The paper "SG-NN: Sparse Generative Neural Networks for Self-Supervised Scene Completion of RGB-D Scans" presents a novel method for reconstructing high-resolution 3D scenes from partial RGB-D scans using sparse generative neural network architectures. This work focuses on self-supervised learning, eliminating the dependency on synthetic datasets by training directly on real-world, incomplete scan data.

Core Contributions

  1. Self-Supervised Learning Framework: The authors introduce a self-supervised learning approach that utilizes partial scans. The training process leverages input-target pairs consisting of less and more incomplete versions of the scans by removing frames to increase partialness. The self-supervision is achieved by correlating levels of incompleteness and masking out unobserved regions, allowing for the prediction of unseen geometries without complete ground truth scans.
  2. Sparse Generative Neural Network (SG-NN): The SG-NN architecture is designed to handle large-scale 3D data efficiently by exploiting sparsity. Unlike traditional volumetric approaches, SG-NN operates on a sparse TSDF (Truncated Signed Distance Function), progressing through learning from coarse representations to finer detail predictions. This allows processing at a 2cm voxel resolution, surpassing the state-of-the-art models that handle up to 5cm resolution.
  3. Generative Model for High-Resolution Output: The architecture employs a hierarchical, progressively growing design. Starting with a low-resolution output, successive hierarchical levels predict finer geometries, ensuring high-quality surface generation, a critical factor for applications in augmented reality (AR), virtual reality (VR), and robotics.

Key Findings and Results

The paper demonstrates the effectiveness of SG-NN in self-supervised settings using Matterport3D dataset. Evaluation results indicate that SG-NN achieves a significant reduction in 1\ell_1 error across metrics measuring different aspects of scene quality, particularly outperforming competitors in unseen space and near-surface metrics. In supervised scenarios with synthetic data possessing full ground truth, SG-NN remains competitive, further validating its design efficiency.

The experimental validation highlights SG-NN's advantage in predicting more complete geometry than present in training scans (owing to occlusion and sensor limitations). This robust predictive power stems from exploiting patterns in incompleteness common across the training dataset, surpassing traditional supervised methodologies that rely on synthetic data for fully observed scenes.

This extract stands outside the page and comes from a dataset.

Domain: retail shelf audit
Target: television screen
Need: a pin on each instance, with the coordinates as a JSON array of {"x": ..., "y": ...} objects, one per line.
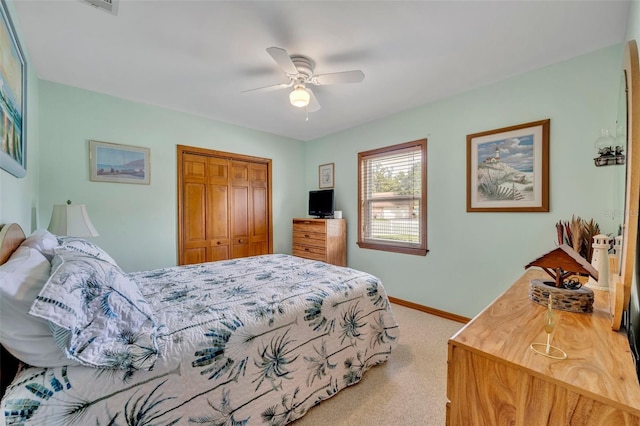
[{"x": 321, "y": 203}]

Implications and Future Prospects

Practically, the ability to predict complete scene geometry from incomplete scans without requiring synthetic training data presents a game-changing advantage. This could reduce the reliance on costly and sometimes inaccurate synthetic data, facilitating more seamless domain transfer to real-world applications. Moreover, the sparse generative approach opens up avenues for real-time scene reconstruction, crucial for robotics and interactive digital environments.

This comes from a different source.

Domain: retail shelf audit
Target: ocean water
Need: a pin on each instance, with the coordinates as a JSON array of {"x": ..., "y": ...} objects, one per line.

Theoretically, this work enhances understanding of self-supervised learning in 3D scene completion. Future research could explore the extension of such sparse generative techniques to color and semantic information completion, providing a more holistic scene understanding. Additionally, adaptations integrating semantic segmentation with geometric completion could lead to better object-scene interaction models, auguring advancements in robotic perception and autonomous systems navigation.

Conclusion

The SG-NN framework represents a substantial advancement in 3D scene reconstruction technologies. Its self-supervised, sparse generative approach sidesteps the pitfalls associated with synthetic data reliance, making a notable contribution to the fields of computer vision and spatial understanding in AI systems. As the field progresses, the insights and methodologies presented here could lead to broader applications in various commercial and research domains. Such innovations promise to refine how AI interprets and interacts with the complex world of three-dimensional data.